"A Wrinkle In Time" by Madeleine L'Engle (published 1962)



Newbery Award winning classic children’s story, “A Wrinkle In Time” (1962), by Madeleine L’Engle, is a delightful science fiction and fantasy tale incorporating very real scientific concepts such as a *tesseract* (geometry: the generalization of a cube to four dimensions). To *tesser* means to travel beyond the rules of time and space, which is exactly what Meg, her brother Charles Wallace, her father, a friend named Calvin, and three old women (Mrs. Whatsit, Mrs. Who, and Mrs. Which), do to save one another from being incorporated into a dark planet far from home called Camazotz. 

“A Wrinkle In Time” is not quite *hard* sci-fi (concerned by actual scientific accuracy), nor is it necessarily dystopian, although it steers close to both. L’Engle sprinkles a good amount of fantasy elements (such as Charles Wallace’s powers of intelligence and the angelic-like qualities of Mrs. Whatsit, Mrs. Who, and Mrs. Which), offering a brilliant escape from the mundane into a world both frightening and miraculous. And the world-building elements in “A Wrinkle In Time” explore a multi-layered universe in which no planet is the same, and where it is a great difficulty for the characters to explain certain phenomena (a dark shadow of seemingly negative space, the transformation of a human to a beautiful beast, the sensation of being in a 2-dimensional world… it goes on). So instead of hearing the children’s explanations, the raw emotional experience is shared with the reader through L’Engle’s use of the third person point of view.
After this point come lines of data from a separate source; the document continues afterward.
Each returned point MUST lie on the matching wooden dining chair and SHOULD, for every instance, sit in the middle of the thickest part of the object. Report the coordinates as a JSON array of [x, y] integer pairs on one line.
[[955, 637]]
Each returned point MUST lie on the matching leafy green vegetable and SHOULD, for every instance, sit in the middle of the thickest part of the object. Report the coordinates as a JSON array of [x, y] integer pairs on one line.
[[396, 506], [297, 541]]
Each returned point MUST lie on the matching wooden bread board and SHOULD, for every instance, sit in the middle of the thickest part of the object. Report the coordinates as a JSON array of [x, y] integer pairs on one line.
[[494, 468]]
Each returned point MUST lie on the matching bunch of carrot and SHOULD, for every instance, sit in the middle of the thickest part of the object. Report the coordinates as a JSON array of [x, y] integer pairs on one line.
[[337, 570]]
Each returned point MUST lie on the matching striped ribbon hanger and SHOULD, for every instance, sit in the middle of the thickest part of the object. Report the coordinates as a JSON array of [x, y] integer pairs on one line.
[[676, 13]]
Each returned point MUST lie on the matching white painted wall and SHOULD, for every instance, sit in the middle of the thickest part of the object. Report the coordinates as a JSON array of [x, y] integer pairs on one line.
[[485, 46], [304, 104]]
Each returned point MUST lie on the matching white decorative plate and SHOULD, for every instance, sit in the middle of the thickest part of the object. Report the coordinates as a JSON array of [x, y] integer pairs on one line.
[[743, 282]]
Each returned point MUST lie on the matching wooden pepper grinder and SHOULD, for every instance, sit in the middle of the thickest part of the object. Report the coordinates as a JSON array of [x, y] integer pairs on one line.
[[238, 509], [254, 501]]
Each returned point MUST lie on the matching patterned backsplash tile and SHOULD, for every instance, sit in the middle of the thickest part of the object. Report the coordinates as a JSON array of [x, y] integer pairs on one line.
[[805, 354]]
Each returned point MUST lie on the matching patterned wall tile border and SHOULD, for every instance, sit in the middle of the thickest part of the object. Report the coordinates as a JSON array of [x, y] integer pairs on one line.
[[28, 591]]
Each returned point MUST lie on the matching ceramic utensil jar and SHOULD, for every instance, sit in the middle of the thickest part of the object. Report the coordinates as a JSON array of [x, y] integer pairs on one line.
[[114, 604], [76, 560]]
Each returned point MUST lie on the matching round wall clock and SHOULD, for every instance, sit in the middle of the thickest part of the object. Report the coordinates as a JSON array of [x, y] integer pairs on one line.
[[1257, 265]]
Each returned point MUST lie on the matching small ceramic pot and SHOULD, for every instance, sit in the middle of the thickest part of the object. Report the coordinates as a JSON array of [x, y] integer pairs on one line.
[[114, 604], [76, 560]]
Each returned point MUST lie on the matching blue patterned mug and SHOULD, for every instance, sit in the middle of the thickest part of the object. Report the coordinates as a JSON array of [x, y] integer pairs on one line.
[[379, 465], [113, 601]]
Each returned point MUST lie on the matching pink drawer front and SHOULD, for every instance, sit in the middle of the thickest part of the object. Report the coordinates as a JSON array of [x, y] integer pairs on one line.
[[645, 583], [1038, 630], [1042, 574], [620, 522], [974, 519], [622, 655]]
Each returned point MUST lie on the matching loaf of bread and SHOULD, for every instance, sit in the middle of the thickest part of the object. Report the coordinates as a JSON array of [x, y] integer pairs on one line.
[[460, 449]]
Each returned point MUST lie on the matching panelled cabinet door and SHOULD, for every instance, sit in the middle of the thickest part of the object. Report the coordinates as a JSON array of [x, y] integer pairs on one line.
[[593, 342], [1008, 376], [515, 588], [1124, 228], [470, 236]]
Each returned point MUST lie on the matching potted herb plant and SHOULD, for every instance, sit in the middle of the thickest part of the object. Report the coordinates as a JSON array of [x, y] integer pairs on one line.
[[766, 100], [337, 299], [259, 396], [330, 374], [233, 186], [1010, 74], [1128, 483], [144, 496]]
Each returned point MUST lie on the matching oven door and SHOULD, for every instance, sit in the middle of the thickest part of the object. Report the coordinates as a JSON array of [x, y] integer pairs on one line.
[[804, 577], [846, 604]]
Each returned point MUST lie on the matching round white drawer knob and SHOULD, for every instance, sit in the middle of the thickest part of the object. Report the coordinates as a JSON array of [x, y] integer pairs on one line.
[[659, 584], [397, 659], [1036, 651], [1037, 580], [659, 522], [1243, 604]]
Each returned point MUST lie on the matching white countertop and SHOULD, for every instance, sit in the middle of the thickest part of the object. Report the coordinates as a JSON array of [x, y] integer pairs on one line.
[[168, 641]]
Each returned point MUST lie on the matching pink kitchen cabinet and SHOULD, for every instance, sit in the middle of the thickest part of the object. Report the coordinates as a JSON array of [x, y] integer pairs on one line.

Readers become observers; witnesses. For some, not everything will be graspable, but that’s OK – for just a second it may make sense, and that’s all that is needed to enjoy the story, just as the characters do within the pages.

With all these crazy and sometimes silly components, there is humor to be found in the book as well. Mrs. Who, for instance, continuously quotes famous passages from classic texts. She doesn’t forget to tell us by whom these quotes were written or said, and she always quotes in the original language first. Seneca, Pascal, Euripides, etc. The fun starts when these passages sync up in unexpected and thoughtful ways with the plot…

The story begins with Meg, her brother Charles Wallace, and their mother (a scientist), missing their father (their mother’s husband, a scientist too) terribly. One night there is a heavy storm, and awakened, the three each go to the kitchen, not expecting to find one another there. But when they do, the warmth and comfort they gain from one another is shaken up by an unexpected visitor… and there beings an adventure of bravery, love, friendship, and family. “A Wrinkle In Time” is the first book in the Time Quintet Series by Madeleine L’Engle.